We started up in Memphis, Tennessee, and were fortunate to be part of the accelerator and ecosystem. SOMAVAC was launched with Zeroto510, a nationally ranked medtech accelerator, and Startco, a hub for startups. Both provided huge benefits and support. I highly recommend any first-time entrepreneur to start in an incubator or accelerator and certainly Zeroto510 for medtech startups.
What steps have you taken to secure funding for your company and what, if anything, would you do differently if you had to start over?
SOMAVAC was launched from an accelerator. We raised funds to support product development, FDA submission, and our pending product launch – all costly endeavors. The original pitch process was to speak with anyone and everyone who would welcome us. This is not an efficient way to go about funding, it taught us a lot.
Should I start over, I would probably spend more time studying my audience and figuring out the best matches between the funder, the event, etc., and our proposed offering.
Have there been any questions you have had as an entrepreneur of a fledgling startup that you had a particularly hard time finding the answers to?
During the earliest stages of starting up, revenue projections were a challenge. Although there was a comprehensive understanding of the market potential, as a pre-FDA med-tech startup, discussing Y5 ARR was tricky. As an academician and engineer, I found it to be very difficult to pitch projections six years away.
What challenges, if any, are you grappling with?
As the company grows, so are operational tasks. Learning to delegate has been an interesting process and one that is not necessarily easy for us. From the company’s inception, my partner and I have had to wear many hats and perform many functions as effectively as possible.

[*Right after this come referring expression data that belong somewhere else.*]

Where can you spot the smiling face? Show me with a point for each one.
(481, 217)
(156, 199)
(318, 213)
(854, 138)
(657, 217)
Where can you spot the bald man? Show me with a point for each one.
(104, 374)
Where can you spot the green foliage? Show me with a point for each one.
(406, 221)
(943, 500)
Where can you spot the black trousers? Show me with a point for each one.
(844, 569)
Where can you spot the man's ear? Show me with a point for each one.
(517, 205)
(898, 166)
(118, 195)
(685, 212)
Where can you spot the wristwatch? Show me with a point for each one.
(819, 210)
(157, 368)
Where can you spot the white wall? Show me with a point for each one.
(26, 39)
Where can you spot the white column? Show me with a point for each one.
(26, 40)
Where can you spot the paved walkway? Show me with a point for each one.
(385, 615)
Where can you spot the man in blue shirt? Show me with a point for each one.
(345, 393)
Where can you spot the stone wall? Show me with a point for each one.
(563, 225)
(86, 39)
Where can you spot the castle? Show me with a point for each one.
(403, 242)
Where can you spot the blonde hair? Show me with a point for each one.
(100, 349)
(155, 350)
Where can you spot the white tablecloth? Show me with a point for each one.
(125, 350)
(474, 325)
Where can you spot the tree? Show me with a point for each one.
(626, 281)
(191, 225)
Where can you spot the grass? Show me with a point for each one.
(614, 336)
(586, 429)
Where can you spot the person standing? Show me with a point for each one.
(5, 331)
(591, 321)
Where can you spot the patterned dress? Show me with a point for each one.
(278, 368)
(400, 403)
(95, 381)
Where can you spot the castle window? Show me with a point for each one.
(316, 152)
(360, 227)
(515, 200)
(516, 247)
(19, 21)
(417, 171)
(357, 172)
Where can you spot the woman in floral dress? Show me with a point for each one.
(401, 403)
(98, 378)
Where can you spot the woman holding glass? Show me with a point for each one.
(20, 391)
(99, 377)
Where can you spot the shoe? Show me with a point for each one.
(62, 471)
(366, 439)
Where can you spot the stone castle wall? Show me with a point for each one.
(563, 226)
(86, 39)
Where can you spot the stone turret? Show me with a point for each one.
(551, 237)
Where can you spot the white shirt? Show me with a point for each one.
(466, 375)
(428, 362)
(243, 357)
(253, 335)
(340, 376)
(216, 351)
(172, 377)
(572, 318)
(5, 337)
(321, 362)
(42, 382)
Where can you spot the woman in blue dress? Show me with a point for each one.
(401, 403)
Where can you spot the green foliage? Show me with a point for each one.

We learned to balance our workloads and separate functions into equally important parts. Now that we are growing, we are working on becoming better leaders, which involves trusting and delegating tasks to our amazing internal and external team members to help us achieve our short and long-term goals.
What is the most helpful tip or “hack” you’ve ever learned, stumbled across, or been given?
I think it is important to have a balanced and synchronous company culture. It is one of the most gratifying aspects about founding this company. I encourage every start-up executive to heavily consider developing one. SOMAVAC’s culture is what guides us and defines our work environment, including our mission, value, ethics, expectations, and goals. Our culture ensures we all actively follow through on implementing these values every single day.
Is there anything else you would like to share about your company?
We are truly excited to be in the position of preparing for launch. We know there are still risks and we need all the support we can get. Please let anyone who is impacted by post-surgical drains know that we are working on a best-case solution.
Advice to female entrepreneurs…
Get out there and do it! For moms, find an amazing support system. If you decided to take the entrepreneurial plunge, it takes a village to raise children and the same goes for startups!